Real-time, high-quality visualization of large-scale volumetric data is hindered by substantial computational costs. This work proposes a wavelet-domain analysis framework that establishes, for the first time, a mathematically rigorous analytical mapping between wavelet atoms and 3D Gaussian splats. By leveraging a precomputed basis transformation library, analytically derived Gaussian parameters, and image-space refinement, the method significantly accelerates convergence while enhancing rendering fidelity. Extensive experiments across diverse volumetric datasets demonstrate that the approach achieves efficient, real-time, and high-quality volume visualization.

Real-time visualization of large-scale volumetric data remains challenging, as direct volume rendering and voxel-based methods suffer from prohibitively high computational cost. We propose Variable Basis Mapping (VBM), a framework that transforms volumetric fields into 3D Gaussian Splatting (3DGS) representations through wavelet-domain analysis.
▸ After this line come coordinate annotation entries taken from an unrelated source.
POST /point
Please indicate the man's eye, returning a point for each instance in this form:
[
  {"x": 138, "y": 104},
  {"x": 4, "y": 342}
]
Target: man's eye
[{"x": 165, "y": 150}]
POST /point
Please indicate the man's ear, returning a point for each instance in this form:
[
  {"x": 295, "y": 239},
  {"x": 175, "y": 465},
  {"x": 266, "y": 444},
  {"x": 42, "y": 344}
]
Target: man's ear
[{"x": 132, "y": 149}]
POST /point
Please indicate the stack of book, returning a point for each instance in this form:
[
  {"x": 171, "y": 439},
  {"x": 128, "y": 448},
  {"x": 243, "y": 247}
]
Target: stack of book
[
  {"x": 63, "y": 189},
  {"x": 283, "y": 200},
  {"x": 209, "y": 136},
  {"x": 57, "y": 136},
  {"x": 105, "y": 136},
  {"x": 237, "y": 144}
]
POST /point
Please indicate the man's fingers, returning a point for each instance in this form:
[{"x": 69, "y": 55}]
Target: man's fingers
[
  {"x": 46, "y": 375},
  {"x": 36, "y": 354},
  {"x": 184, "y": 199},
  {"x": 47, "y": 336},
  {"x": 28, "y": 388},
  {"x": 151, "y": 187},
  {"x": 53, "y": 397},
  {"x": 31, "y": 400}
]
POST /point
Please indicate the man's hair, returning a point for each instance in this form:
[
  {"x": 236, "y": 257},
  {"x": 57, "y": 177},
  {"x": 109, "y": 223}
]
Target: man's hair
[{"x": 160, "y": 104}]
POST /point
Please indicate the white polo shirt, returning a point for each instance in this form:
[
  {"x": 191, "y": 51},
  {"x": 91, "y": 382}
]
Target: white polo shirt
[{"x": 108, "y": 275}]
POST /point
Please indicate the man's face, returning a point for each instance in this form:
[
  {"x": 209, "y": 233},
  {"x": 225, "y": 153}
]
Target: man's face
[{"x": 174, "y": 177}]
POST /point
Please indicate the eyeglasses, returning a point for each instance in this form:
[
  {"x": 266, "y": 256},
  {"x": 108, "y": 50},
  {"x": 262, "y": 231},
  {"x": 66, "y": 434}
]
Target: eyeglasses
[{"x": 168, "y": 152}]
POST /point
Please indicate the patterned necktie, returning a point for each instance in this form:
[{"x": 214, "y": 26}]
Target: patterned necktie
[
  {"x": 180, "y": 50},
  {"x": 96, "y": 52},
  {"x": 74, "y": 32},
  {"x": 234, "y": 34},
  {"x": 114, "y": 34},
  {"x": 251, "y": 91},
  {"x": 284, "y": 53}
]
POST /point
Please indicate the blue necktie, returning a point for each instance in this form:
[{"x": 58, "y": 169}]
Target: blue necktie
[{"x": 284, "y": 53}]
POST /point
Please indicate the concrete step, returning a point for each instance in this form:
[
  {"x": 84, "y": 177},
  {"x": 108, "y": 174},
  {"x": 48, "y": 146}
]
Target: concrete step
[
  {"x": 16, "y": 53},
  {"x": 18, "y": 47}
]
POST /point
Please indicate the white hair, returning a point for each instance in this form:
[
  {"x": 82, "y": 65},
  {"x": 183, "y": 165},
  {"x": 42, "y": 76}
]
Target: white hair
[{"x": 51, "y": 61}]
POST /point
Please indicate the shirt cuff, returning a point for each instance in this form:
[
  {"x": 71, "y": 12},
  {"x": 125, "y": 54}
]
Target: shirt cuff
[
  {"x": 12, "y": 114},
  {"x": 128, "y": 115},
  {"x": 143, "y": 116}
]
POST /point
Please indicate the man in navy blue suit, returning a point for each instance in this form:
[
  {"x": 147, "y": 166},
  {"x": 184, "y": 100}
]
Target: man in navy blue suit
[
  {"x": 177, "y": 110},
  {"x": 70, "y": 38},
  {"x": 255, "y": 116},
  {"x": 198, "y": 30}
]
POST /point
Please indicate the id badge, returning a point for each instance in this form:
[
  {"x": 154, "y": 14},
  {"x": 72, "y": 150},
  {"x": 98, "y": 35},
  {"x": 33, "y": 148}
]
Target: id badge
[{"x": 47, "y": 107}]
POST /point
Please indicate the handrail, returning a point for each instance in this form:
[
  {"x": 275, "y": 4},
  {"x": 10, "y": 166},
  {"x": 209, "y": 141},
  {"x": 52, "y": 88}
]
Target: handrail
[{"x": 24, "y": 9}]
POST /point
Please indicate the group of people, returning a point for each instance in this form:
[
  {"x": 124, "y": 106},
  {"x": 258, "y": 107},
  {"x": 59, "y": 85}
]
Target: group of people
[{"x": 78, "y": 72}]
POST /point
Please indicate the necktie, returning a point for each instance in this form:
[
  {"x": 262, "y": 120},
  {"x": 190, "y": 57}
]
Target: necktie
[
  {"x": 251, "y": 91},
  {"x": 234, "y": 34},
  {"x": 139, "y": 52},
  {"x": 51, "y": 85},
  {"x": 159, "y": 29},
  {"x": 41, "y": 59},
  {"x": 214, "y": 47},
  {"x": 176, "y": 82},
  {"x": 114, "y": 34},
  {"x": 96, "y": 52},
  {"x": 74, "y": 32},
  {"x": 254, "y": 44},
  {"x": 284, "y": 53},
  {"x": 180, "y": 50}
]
First, we precompute a compact Wavelet-to-Gaussian Transition Bank that provides optimal Gaussian surrogates for canonical wavelet atoms across multiple scales. Second, we perform analytical Gaussian construction that maps discrete wavelet coefficients directly to 3DGS parameters using a closed-form, mathematically principled rule. Finally, a lightweight image-space fine-tuning stage further refines the representation to improve rendering fidelity. Experiments on diverse datasets demonstrate that VBM significantly accelerates convergence and enhances rendering quality, enabling real-time volumetric visualization.